I'm sorry you were so offended by my statements. I only briefly
mentioned Warsaw as I did not have any good information at hand to
further clarify on it. And for this reason I should not have said that
there was house to house fighting in Warsaw, my mistake. I stuck
mostly with mentioning the conditions with the bombing of Rotterdam
instead. However, I understand that there are many sources that exist
which blatently contradict themselves on topics such as these. I would
still like to quote three sources I found with a quick search off the
internet.(no books as I am not at home to cite them)

1. http://www.nizkor.org/hweb/imt/tgmwc...08-77-06.shtml

From the Nuremberg Trials...see link for more citation info:

Q. "You never saw any such reactions on their part on these bombings
[Warsaw, Rotterdam, and Coventry], I take it?"
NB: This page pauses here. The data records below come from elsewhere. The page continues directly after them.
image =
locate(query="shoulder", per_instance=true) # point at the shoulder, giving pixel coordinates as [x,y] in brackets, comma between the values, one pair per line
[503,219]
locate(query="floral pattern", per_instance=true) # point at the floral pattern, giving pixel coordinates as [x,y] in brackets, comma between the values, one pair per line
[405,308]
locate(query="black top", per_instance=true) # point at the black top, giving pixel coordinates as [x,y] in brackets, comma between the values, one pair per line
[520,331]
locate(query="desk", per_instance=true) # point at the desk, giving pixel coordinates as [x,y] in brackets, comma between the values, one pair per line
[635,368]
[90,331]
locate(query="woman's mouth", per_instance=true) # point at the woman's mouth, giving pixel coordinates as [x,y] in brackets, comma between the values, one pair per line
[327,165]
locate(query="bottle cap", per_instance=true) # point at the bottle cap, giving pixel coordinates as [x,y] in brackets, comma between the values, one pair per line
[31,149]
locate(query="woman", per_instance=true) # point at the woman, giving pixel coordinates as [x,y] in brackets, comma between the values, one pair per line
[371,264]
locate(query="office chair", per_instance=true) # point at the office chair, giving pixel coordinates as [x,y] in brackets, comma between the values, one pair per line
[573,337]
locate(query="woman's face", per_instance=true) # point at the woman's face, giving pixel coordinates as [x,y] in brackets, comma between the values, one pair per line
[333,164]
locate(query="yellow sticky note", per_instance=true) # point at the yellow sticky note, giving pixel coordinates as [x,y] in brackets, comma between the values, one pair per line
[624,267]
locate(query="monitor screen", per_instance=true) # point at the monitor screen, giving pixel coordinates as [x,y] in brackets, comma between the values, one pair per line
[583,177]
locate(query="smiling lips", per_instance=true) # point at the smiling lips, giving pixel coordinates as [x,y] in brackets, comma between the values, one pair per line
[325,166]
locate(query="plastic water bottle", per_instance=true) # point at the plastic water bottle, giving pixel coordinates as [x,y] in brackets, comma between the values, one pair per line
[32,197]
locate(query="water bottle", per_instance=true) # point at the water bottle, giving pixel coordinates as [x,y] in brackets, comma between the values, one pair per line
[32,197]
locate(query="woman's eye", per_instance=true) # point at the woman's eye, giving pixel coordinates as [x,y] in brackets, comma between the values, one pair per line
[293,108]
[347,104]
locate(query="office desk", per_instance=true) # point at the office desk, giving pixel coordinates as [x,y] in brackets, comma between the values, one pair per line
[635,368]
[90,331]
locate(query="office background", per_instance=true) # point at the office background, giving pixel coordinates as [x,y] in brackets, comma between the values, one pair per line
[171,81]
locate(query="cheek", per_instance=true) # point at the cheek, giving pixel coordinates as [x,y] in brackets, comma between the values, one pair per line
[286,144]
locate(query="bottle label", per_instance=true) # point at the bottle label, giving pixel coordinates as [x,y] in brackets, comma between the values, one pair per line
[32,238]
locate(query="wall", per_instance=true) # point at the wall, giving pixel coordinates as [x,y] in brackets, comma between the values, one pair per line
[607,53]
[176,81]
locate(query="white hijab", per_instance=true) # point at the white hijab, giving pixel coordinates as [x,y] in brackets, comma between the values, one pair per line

A. "I only know that Warsaw was a fortress which was held by the
Polish Army in very great strength, provided with excellent pieces of
artillery, that the forts were manned, and that two or three times
Adolf Hitler announced that the city should be evacuated by civilians.
That was refused. Only the foreign embassies were evacuated, while an
officer with a flag of truce entered. The Polish Army was in the city
defending it stubbornly in a very dense circle of forts. The outer
forts were very strongly manned and, from the inner town, heavy
artillery was firing towards the outskirts. The fortress of Warsaw was
therefore attacked, also by the Luftwaffe, but only after Hitler's
ultimatum had been rejected."


How about this, a German General at the war crimes hearings
says he thought the air operations against Warsaw were military
only.

13 September 1939, the Luftwaffe bombing of north Warsaw,
operation Wasserkante, 50 50 incendiary/high explosive mix,
targets may have included the ghetto. This raid had been
intended for 1 September as part of the initial strikes but delayed
to the second half of the day, then the second day. It was put
back on the agenda by the Luftwaffe as a reprisal for claimed
Polish crimes. On 11 September Hitler demanded Warsaw be
bombed on the 12th, a days delay was subsequently granted.
About 183 bomber sorties, there is evidence the middle ranking
officers changed some of the targets from those chosen by the
Generals to more military ones.

Then for the siege of Warsaw,

Low cloud restricted operations on 23 September as the air
attacks began.

25 September 1939, Luftwaffe attack on Warsaw although the
official targets were meant to be military, the attack method
included Ju52s with men literally shovelling incendiaries out
of the door. Some 40,000 Polish deaths in Warsaw with 10%
of buildings destroyed and 40% heavily damaged due to air
strikes. Note this second strike was so inaccurate some
incendiaries fell amongst the German troops whose
commander asked for the bombing to stop, Hitler ordered
them to carry on. The smoke from the fires was also hampering
the artillery. Some 1,150 bomber sorties dropping 560 tonnes
of high explosive and 72 tonnes of incendiaries on this day.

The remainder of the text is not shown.